Background & Motivation

  • Importance of eye tracking: Eye tracking provides critical visual attention data for fields such as VR, developmental science (e.g., autism research), and advertising effectiveness analysis, but data collection is costly and time-consuming.
  • Two major limitations of existing methods:
  • Most methods operate on scanpaths (discrete fixation point sequences), discarding the rich spatiotemporal information of raw trajectories (average scanpath in MIT1003: 8.4 steps vs. raw trajectory: 723.7 steps).
  • Existing methods either simulate variability via autoregressive sampling or perform deterministic prediction, failing to truly capture the inherent distribution of human gaze behavior.
  • Core assumption: Training generative models on complete eye movement trajectories can more effectively characterize visual attention dynamics than scanpath-based methods; diffusion models are particularly well-suited for modeling this intrinsic stochasticity.

Method

Overall Architecture

DiffEye adopts the DDPM framework to learn the conditional distribution \(p_\theta(\mathcal{R}|\mathcal{S})\), i.e., the eye movement trajectory distribution given visual stimulus \(I\):

  • Input: Visual stimulus image \(I \in \mathbb{R}^{H \times W \times 3}\) (resized to 224×224) and fixed-length trajectory \(R \in \mathbb{R}^{L \times 2}\) (\(L=720\)).
  • Forward process: Gaussian noise is progressively added to the trajectory over \(T_{diff}=1000\) steps.
  • Reverse process: A U-Net predicts the noise and denoises conditioned on the image to recover the original trajectory.
  • Inference: Starting from pure noise, DDIM sampling with 50 steps generates trajectories, which can be converted to scanpaths or saliency maps.

Key Designs

1. Backbone: 1D U-Net

  • Downsampling, middle, and upsampling block structure using 1D convolutions for temporal downsampling/upsampling of trajectories.
  • Each block includes self-attention layers to capture temporal dependencies in the trajectory.
  • Diffusion timestep \(t_{diff}\) is injected into each block via sinusoidal positional encoding + MLP + SiLU.

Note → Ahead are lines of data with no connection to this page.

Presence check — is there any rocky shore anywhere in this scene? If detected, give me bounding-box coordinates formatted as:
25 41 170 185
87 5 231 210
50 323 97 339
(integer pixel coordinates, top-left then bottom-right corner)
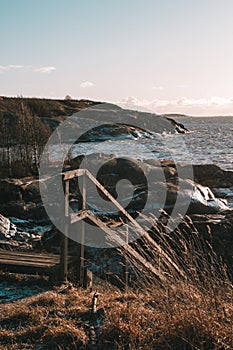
0 101 233 280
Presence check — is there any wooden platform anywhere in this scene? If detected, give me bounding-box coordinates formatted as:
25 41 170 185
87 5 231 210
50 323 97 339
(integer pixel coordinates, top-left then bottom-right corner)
0 250 60 275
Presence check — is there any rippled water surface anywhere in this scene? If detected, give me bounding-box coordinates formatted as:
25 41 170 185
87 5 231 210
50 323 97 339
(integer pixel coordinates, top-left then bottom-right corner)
67 117 233 170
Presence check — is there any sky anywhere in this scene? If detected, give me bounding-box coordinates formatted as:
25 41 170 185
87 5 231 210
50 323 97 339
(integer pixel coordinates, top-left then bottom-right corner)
0 0 233 116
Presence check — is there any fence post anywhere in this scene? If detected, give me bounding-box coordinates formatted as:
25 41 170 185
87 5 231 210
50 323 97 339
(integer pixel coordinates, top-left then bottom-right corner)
60 180 70 282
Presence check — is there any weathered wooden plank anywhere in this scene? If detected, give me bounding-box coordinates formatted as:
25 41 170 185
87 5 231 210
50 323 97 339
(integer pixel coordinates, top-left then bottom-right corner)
0 250 59 262
63 169 86 181
70 210 90 224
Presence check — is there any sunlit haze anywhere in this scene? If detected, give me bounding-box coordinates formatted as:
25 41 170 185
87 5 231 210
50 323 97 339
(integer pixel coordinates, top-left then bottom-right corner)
0 0 233 115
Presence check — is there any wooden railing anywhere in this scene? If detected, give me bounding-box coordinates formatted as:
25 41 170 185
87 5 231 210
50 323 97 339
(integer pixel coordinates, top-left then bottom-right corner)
61 169 183 280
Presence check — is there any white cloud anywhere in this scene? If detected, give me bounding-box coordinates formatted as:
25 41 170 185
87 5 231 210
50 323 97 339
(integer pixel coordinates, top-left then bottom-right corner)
80 81 95 89
119 96 233 115
176 84 188 89
35 66 56 73
152 86 164 91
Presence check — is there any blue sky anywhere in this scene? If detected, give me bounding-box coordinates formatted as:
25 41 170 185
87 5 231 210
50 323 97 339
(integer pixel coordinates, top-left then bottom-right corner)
0 0 233 115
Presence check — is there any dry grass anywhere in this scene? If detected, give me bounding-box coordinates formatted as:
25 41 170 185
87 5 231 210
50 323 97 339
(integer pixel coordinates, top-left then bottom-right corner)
0 283 233 350
0 219 233 350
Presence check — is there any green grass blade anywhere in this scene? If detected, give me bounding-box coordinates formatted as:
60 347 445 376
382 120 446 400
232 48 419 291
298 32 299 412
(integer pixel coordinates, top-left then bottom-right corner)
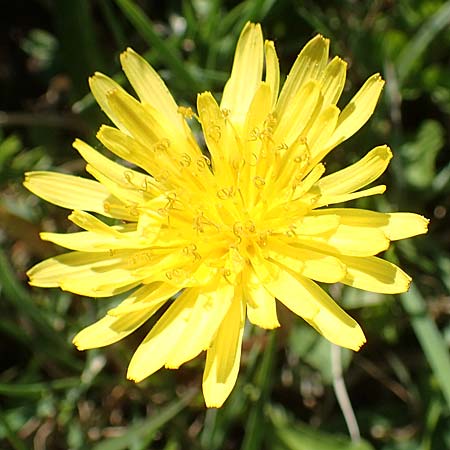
242 331 277 450
396 2 450 84
92 389 197 450
400 284 450 408
115 0 199 90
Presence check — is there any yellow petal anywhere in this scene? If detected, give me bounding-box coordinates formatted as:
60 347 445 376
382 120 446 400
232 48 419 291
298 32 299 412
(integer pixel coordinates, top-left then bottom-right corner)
302 223 390 256
306 105 340 167
127 289 198 383
203 297 245 408
273 80 322 145
341 256 411 294
89 72 127 131
309 208 429 241
165 277 234 369
320 56 347 106
120 48 184 130
242 269 280 330
264 41 280 109
97 125 164 182
108 282 179 317
24 171 130 219
106 89 166 145
27 250 148 297
326 73 384 149
197 92 239 188
314 184 386 208
267 239 346 283
383 213 429 241
268 271 366 350
264 261 319 319
72 286 164 350
277 34 330 117
316 145 392 196
295 214 340 236
220 22 264 123
73 139 161 200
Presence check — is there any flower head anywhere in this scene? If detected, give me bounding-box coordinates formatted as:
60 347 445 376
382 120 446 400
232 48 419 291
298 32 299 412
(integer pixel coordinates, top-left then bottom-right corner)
25 23 427 407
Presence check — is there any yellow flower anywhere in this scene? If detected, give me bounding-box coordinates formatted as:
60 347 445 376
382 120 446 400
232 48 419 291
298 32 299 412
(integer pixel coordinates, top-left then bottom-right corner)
25 23 427 407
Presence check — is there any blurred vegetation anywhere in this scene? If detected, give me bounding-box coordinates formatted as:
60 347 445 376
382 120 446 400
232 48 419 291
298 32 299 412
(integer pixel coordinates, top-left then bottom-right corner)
0 0 450 450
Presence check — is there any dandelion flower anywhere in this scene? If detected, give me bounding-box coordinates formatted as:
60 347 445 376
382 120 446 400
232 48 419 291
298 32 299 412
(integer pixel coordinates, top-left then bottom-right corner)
25 23 427 407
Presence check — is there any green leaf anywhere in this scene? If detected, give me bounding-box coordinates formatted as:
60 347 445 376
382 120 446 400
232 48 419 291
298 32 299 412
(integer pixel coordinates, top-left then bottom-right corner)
400 284 450 408
396 2 450 84
92 389 197 450
268 408 373 450
401 120 444 189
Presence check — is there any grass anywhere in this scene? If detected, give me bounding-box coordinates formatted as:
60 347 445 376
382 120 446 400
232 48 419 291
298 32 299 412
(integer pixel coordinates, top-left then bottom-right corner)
0 0 450 450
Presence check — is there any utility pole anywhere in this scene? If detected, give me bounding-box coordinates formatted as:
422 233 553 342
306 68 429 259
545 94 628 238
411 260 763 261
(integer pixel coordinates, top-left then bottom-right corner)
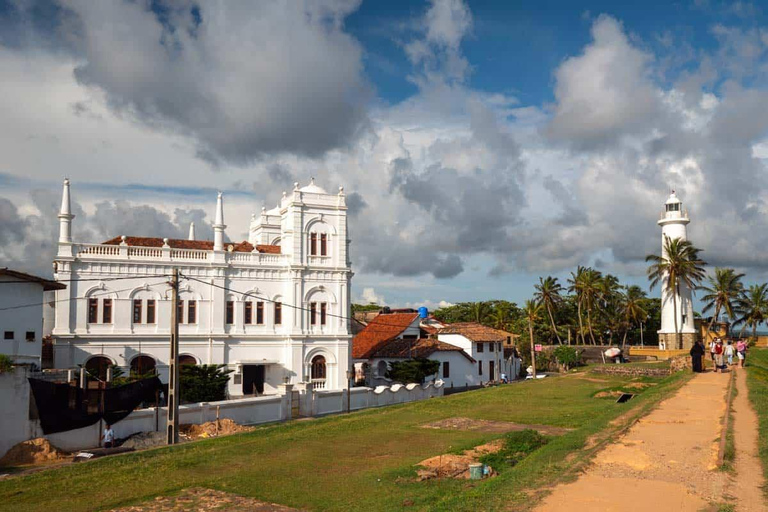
166 268 179 444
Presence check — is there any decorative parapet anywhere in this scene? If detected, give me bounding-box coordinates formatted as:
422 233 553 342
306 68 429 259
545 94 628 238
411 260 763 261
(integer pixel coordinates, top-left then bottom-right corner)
73 244 290 266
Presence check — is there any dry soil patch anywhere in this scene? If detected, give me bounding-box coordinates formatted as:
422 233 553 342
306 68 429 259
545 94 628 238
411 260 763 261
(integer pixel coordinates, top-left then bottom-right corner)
421 417 571 436
537 373 729 512
112 488 298 512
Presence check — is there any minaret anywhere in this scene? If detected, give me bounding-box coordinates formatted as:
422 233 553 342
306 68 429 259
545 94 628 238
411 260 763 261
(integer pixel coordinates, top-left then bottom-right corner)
213 192 227 251
658 191 696 349
59 178 75 244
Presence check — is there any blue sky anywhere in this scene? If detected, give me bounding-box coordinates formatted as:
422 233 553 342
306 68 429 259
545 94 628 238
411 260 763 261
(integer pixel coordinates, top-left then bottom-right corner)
0 0 768 306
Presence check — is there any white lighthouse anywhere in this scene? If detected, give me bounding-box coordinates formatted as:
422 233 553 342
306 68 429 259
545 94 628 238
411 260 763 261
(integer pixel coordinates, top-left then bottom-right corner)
659 191 696 349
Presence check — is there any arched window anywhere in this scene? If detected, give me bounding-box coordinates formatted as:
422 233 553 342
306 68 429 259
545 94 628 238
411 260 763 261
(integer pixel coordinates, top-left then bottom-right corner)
131 356 155 375
179 354 197 366
85 356 112 380
311 356 325 382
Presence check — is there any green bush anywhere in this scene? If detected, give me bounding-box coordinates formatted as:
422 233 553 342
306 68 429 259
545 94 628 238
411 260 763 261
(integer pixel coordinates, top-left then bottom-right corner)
179 364 233 403
0 354 13 373
480 429 549 471
387 358 440 384
553 345 581 371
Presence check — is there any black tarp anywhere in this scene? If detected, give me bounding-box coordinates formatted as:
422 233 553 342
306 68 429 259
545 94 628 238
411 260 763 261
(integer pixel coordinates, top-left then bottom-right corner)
28 377 164 434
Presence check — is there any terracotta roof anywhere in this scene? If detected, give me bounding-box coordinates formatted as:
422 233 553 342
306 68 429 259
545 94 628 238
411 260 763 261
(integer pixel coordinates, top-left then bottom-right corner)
437 322 515 343
352 313 419 359
371 338 475 363
104 236 280 254
0 267 67 292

2. Image Conditioning Mechanism (Progressive Design)

Scheme Approach Effect
Global feature DINOv2 global vector concatenated to trajectory tokens Poor generation quality, lacks spatial semantics
Patch features + single-layer cross-attention DINOv2 patch tokens and trajectory tokens perform cross-attention Insufficient conditioning
Patch features + multi-layer cross-attention Cross-attention appended to each U-Net block Significant improvement
FeatUp high-resolution features Replace DINOv2 patches with FeatUp (32×32 vs. 16×16) Final design, higher spatial precision

3. Corresponding Position Embedding (CPE) — Core Contribution

The key idea of CPE: trajectory tokens and image patch tokens share the same 2D sinusoidal positional encoding grid, enabling spatial alignment:

  • Construct a positional embedding grid \(P \in \mathbb{R}^{H \times W \times D}\).
  • For trajectory step \(i\) at coordinate \((x_i, y_i)\), extract the corresponding positional encoding: \(R_i^{CPE} = R_{proj}[i] + P[y_i, x_i, :]\).
  • For image features, interpolate the positional grid to patch resolution and add to features: \(F_{CPE} = F_{proj} + P'\).
  • In cross-attention, trajectory points and image patches at the same spatial location receive matching positional signals.

4. Data Preprocessing

  • Uses the MIT1003 dataset (15 subjects × 1,003 images × 3-second free viewing, 240 Hz sampling).
  • Blinks and NaN values are removed; sequences of ≥720 steps are retained, yielding 8,934 trajectories in total.
  • All sequences are uniformly truncated/downsampled to 720 steps; 90%/10% train/test split by image.

Loss & Training

  • Loss function: Standard DDPM noise prediction loss \(\min_\theta \mathbb{E}_{t,R^{(0)},\epsilon}\left[\|\epsilon - \epsilon_\theta(R^{(t)}, t, I)\|^2\right]\)
  • Adam optimizer, fixed learning rate \(1 \times 10^{-4}\), trained for 3,000 epochs.
  • Linear noise schedule \([1 \times 10^{-4}, 2 \times 10^{-2}]\).
  • Classifier-Free Guidance (CFG) is used to enhance conditional control.
  • DDIM 50-step sampling at inference.

Key Experimental Results

Main Results: Scanpath Generation (MIT1003 + OSIE)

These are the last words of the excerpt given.